1999 Opening of the first Akris Boutique in Seoul, Korea.
2000 Opening of Namiki Dori, Ginza, the first Akris Boutique in Tokyo, Japan.
2001 Opening of the second boutique in Paris on Avenue Montaigne.
2002 Founding of the subsidiary Akris Japan Ltd. with headquarters in Tokyo.
2003 Opening of a boutique on Kohlmarkt in Vienna, Austria and the opening of a boutique on Madison Avenue in New York City.
2006 Collaboration with the Vienna State Opera Ballet for their New Year Concert.
2008 Albert Kriemler is awarded ‘Grand Prix Design’ prize by the Swiss Federal Office of Culture in 2008 and honored with the “Swiss Design Award” for his achievements as the “most important international ambassador for fashion creation in design.”
2009 Akris acquires German handbag designer Comtesse.
In 1995, Akris introduced a new line called AKRIS Punto. The Akris Punto collection has an emphasis on "relaxed sportswear". In 2009, Akris expanded its Prêt-a-Porter offering with the introduction of handbags featuring horsehair textile, a woven fabric made from the tail-hair.
In 2000, Akris was admitted to the French Chambre Syndicale, the governing body of the French fashion industry. The company delayed participating in Paris Fashion Week until 2004, when it was able to secure a spot on one of the event’s most important days. In the 2000s, the company was one of the world's fastest-growing designer brands, selling at stores such as Bergdorf Goodman and Neiman Marcus. Akris's success is largely due to trunk shows and word of mouth; the company does very little advertising. Unlike other fashion houses, the company does not produce fragrances and does not license its name.

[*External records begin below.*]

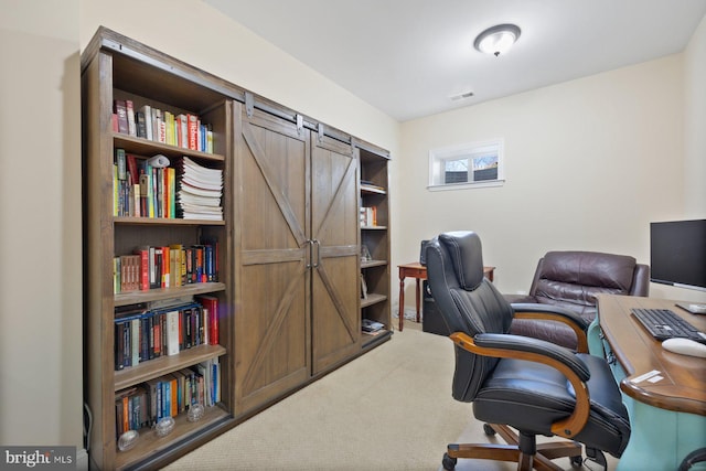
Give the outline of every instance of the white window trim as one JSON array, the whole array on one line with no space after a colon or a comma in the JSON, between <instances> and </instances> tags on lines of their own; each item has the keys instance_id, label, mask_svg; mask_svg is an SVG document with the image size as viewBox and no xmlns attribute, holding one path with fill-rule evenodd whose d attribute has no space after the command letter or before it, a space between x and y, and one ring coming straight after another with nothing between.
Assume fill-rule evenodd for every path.
<instances>
[{"instance_id":1,"label":"white window trim","mask_svg":"<svg viewBox=\"0 0 706 471\"><path fill-rule=\"evenodd\" d=\"M502 186L505 183L504 171L504 147L505 142L502 138L492 139L480 142L467 142L458 146L450 146L429 151L429 191L448 191L480 189L491 186ZM473 154L483 153L488 150L498 151L498 179L482 180L478 182L463 183L440 183L442 182L443 162L463 156L472 157Z\"/></svg>"}]
</instances>

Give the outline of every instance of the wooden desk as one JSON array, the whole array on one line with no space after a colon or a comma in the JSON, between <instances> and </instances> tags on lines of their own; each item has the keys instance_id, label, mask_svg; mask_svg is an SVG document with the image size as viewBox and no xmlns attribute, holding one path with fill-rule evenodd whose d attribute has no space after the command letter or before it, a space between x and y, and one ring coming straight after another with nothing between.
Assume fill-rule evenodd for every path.
<instances>
[{"instance_id":1,"label":"wooden desk","mask_svg":"<svg viewBox=\"0 0 706 471\"><path fill-rule=\"evenodd\" d=\"M662 349L632 308L670 309L705 332L706 315L664 299L600 295L597 321L589 328L591 353L611 363L630 414L630 442L618 470L676 470L686 454L706 447L706 358ZM662 378L640 381L652 371Z\"/></svg>"},{"instance_id":2,"label":"wooden desk","mask_svg":"<svg viewBox=\"0 0 706 471\"><path fill-rule=\"evenodd\" d=\"M405 278L415 278L417 281L416 289L416 306L417 306L417 322L419 322L419 304L421 301L420 297L420 280L427 279L427 267L421 265L418 261L413 261L411 264L399 265L399 331L402 332L405 322ZM489 280L493 280L493 275L495 271L495 267L483 267L483 275Z\"/></svg>"}]
</instances>

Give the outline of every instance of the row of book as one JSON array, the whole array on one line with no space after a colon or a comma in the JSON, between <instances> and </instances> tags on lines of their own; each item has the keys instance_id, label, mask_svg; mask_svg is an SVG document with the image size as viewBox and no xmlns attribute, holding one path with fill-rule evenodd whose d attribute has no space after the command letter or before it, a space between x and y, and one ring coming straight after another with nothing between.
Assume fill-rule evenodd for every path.
<instances>
[{"instance_id":1,"label":"row of book","mask_svg":"<svg viewBox=\"0 0 706 471\"><path fill-rule=\"evenodd\" d=\"M361 206L361 227L377 226L377 206Z\"/></svg>"},{"instance_id":2,"label":"row of book","mask_svg":"<svg viewBox=\"0 0 706 471\"><path fill-rule=\"evenodd\" d=\"M170 164L164 156L147 159L117 148L114 216L223 221L223 170L188 157Z\"/></svg>"},{"instance_id":3,"label":"row of book","mask_svg":"<svg viewBox=\"0 0 706 471\"><path fill-rule=\"evenodd\" d=\"M115 370L199 345L217 345L220 338L218 298L197 296L191 302L151 308L117 310L115 324Z\"/></svg>"},{"instance_id":4,"label":"row of book","mask_svg":"<svg viewBox=\"0 0 706 471\"><path fill-rule=\"evenodd\" d=\"M151 141L213 153L213 130L194 114L174 115L161 108L143 105L135 108L132 100L114 100L113 130Z\"/></svg>"},{"instance_id":5,"label":"row of book","mask_svg":"<svg viewBox=\"0 0 706 471\"><path fill-rule=\"evenodd\" d=\"M115 293L218 281L218 243L140 246L113 258Z\"/></svg>"},{"instance_id":6,"label":"row of book","mask_svg":"<svg viewBox=\"0 0 706 471\"><path fill-rule=\"evenodd\" d=\"M152 427L163 417L175 417L201 404L221 402L218 358L199 363L116 393L116 439L128 430Z\"/></svg>"}]
</instances>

Renowned photographer Steven Klein has shot the Akris collections for the past fifteen years and recently the Akris Fall 2011 Winter 2012 campaign.
Sales and stores
Akris is the largest Swiss clothing producer, though it does not disclose sales or profit figures. Its value has been reported as approximately USD $500 million; the company has not disputed this figure, but the number may be an overestimate “judging from [Albert] Kriemler’s response when that number is tossed out. Akris clothing is sold in more than 500 locations worldwide.
Approximately 40% of Akris sales are in North America. Akris was first sold in the United States in 1998; the brand can now be found in 70 U.S. stores, including over 20 Neiman Marcus locations and 30-some Saks Fifth Avenue locations. Freestanding Akris boutiques are located in Boston, New York City, and Dallas. Akris Punto is sold in approximately 100 stores in the United States.
Several female celebrities are known to have worn Akris designs. Nicole Kidman spotted a coat in a store window on a Sunday evening and ordered it the following morning. Other fans include Angelina Jolie, Diane Sawyer, HSH Charlene, Princess of Monaco, Susan Sarandon, Doris Yaffe, and former Secretary of State Condoleezza Rice among many others.
The company’s headquarters are located in St. Gallen, Switzerland, where 200 employees work on the creative, administrative, and marketing activities of the company. The design process begins with the fabric; Kriemler then sketches his designs. Akris fabrics are often custom-produced; sometimes, development of a fabric may take years. Most of the fabrics used in Akris clothing are produced in specialized mills in northern Italy.
Akris clothing is generally produced in ateliers in St. Gallen, Zurich, and Ticino, Switzerland. Kriemler has aimed to continue St. Gallen’s textile-based history by hiring local artisans. About half of the company’s 280 manufacturing employees are highly skilled artisans; two years of training are required for a seamstress to master the hand-finishing of Akris’s double-faced cashmere jackets, each of which requires two and a half days to complete.